Does SentenceChunk v2.0.0 support multiple languages effectively?
Yes, v2.0.0 includes enhanced multilingual support:
- Default regex pattern:
[^,.;。?!]+[,.;。?!]?handles English and CJK punctuation - English: Recognizes periods, question marks, exclamation points
- Chinese/Japanese: Handles full-width punctuation (。

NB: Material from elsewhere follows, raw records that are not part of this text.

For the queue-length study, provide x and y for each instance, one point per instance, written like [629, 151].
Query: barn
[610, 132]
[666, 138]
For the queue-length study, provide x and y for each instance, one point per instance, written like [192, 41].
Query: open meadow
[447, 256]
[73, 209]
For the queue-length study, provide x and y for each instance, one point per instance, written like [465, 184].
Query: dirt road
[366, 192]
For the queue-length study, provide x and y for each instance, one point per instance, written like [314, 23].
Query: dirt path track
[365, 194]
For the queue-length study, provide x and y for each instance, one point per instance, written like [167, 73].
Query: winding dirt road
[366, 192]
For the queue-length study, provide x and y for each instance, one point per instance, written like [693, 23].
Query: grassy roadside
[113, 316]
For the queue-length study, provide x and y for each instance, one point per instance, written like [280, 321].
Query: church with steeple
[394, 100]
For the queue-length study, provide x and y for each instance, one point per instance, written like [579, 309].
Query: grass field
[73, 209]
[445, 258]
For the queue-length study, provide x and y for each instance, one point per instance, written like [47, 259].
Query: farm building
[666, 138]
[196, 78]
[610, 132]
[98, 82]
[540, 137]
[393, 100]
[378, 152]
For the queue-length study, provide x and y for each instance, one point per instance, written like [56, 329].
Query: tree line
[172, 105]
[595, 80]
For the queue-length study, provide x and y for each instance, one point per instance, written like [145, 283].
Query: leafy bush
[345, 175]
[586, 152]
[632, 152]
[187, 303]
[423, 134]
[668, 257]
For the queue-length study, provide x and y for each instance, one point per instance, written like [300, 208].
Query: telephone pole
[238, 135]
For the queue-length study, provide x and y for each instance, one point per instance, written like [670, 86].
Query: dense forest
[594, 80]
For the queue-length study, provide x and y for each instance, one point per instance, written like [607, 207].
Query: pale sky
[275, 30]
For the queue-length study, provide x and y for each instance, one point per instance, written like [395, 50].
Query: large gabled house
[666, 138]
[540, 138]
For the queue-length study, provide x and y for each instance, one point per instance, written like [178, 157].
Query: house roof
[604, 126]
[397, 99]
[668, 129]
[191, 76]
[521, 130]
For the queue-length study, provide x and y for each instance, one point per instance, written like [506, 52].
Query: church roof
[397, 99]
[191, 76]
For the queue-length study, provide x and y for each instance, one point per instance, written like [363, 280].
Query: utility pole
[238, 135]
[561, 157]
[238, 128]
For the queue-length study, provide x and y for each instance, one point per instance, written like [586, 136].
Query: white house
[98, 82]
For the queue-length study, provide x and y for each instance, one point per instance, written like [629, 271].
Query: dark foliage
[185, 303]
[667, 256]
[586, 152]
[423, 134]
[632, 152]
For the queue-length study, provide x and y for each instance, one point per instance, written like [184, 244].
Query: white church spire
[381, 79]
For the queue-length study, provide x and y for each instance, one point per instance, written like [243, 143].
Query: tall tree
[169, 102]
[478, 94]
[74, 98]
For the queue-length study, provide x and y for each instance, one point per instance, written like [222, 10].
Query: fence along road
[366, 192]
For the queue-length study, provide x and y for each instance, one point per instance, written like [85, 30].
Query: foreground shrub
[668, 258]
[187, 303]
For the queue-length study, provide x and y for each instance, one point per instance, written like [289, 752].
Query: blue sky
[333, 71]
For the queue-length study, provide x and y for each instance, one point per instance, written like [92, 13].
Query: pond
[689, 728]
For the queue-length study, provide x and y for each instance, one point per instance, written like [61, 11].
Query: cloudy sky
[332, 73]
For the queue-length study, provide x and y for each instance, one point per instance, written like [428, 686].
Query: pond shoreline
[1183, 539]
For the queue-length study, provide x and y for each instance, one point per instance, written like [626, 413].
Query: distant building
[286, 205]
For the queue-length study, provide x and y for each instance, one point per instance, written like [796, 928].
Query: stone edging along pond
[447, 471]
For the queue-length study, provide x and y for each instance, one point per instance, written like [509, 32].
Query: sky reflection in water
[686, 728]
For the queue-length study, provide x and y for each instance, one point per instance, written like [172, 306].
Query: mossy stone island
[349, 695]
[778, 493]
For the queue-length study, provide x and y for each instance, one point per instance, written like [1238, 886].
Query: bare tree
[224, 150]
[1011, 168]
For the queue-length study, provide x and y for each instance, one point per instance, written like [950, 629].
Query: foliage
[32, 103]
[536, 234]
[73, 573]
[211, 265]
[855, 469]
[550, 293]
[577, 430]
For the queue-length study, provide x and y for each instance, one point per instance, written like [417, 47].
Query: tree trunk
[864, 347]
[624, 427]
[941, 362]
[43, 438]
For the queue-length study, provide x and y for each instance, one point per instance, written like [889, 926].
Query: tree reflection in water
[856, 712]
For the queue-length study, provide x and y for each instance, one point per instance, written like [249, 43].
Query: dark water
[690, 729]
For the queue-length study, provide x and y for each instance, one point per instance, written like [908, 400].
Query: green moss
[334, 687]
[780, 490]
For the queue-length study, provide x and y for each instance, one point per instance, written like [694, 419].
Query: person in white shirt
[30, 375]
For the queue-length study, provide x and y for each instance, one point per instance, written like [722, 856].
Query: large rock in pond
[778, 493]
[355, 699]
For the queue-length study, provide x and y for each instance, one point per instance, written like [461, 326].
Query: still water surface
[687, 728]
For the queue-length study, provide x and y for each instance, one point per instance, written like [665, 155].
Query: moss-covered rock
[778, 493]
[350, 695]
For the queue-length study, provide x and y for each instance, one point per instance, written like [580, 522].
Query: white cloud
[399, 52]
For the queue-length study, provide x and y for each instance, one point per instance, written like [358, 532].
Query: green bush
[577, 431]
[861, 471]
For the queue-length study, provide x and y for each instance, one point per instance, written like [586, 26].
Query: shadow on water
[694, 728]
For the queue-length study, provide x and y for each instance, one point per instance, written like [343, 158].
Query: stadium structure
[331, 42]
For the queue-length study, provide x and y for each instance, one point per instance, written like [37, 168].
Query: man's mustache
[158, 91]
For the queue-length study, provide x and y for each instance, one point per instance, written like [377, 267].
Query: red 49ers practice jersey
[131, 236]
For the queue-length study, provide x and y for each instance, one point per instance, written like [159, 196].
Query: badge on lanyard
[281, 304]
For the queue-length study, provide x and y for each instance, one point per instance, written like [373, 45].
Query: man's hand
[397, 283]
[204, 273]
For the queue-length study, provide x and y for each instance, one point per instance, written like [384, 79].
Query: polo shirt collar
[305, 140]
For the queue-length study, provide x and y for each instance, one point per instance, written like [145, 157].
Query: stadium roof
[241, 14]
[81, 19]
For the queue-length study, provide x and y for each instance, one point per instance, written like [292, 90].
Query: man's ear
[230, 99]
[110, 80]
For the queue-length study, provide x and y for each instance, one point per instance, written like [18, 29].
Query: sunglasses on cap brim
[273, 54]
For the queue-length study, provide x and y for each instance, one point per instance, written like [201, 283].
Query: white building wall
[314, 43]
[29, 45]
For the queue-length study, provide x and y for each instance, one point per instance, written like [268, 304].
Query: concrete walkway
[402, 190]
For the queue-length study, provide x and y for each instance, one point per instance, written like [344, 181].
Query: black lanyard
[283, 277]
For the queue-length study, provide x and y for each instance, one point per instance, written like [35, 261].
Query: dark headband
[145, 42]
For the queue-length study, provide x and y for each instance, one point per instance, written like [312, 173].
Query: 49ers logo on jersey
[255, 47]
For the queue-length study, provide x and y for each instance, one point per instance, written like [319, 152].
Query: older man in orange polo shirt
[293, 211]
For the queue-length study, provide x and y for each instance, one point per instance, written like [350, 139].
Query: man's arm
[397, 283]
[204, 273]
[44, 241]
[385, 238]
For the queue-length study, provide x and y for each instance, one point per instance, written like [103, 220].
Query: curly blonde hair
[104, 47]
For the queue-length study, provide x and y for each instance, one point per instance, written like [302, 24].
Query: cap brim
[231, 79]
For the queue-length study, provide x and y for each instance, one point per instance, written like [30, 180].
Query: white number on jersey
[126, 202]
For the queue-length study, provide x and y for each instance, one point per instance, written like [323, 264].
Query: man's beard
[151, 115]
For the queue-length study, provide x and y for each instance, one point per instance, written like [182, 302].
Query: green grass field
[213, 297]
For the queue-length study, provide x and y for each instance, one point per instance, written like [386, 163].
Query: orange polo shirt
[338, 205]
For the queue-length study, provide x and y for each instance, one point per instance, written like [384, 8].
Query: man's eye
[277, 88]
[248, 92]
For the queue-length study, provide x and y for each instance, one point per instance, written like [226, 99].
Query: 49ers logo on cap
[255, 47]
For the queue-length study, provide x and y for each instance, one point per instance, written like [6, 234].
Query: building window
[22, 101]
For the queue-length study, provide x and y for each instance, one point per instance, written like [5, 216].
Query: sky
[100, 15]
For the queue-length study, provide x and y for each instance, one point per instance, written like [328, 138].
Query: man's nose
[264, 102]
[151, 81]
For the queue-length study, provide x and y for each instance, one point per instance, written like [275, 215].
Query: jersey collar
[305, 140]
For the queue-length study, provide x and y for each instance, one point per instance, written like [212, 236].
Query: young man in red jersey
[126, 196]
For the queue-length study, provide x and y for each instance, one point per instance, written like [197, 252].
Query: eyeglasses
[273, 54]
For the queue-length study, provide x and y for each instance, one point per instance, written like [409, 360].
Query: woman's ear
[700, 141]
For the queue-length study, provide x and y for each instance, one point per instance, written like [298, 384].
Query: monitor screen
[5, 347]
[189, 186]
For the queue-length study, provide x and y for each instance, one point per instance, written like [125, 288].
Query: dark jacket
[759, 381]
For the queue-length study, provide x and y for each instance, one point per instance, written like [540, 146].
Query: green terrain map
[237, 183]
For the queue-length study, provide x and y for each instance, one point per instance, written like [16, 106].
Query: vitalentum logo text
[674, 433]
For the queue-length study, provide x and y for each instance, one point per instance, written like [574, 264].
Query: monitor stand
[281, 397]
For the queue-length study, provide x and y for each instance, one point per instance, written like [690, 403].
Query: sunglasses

?!)
- Custom patterns: You can modify secondary_chunking_regex for other languages:
- Arabic:
[^.؟!]+[.؟!]? - Spanish:
[^.¿¡!?]+[.!?]? - French:
[^.!?…]+[.!?…]?
- Arabic:
The block automatically handles mixed-language content by applying the regex pattern consistently across all text.
What are the main benefits of migrating from v1.0.0 to v2.0.0?
Migration to v2.0.0 offers several advantages:
- Performance: Faster processing without tiktoken tokenization overhead
- Reduced dependencies: No external tokenizer libraries required
- Simplified setup: Remove llm_name parameter from your configuration
- Better accuracy: Improved position tracking and metadata preservation
- Enhanced stability: More robust error handling and validation
- Future-proof: Built on the latest Smartspace architecture for long-term support
Migration is straightforward - simply change your block name to SentenceChunk_2_0_0 and remove the llm_name parameter. All other configuration options remain compatible.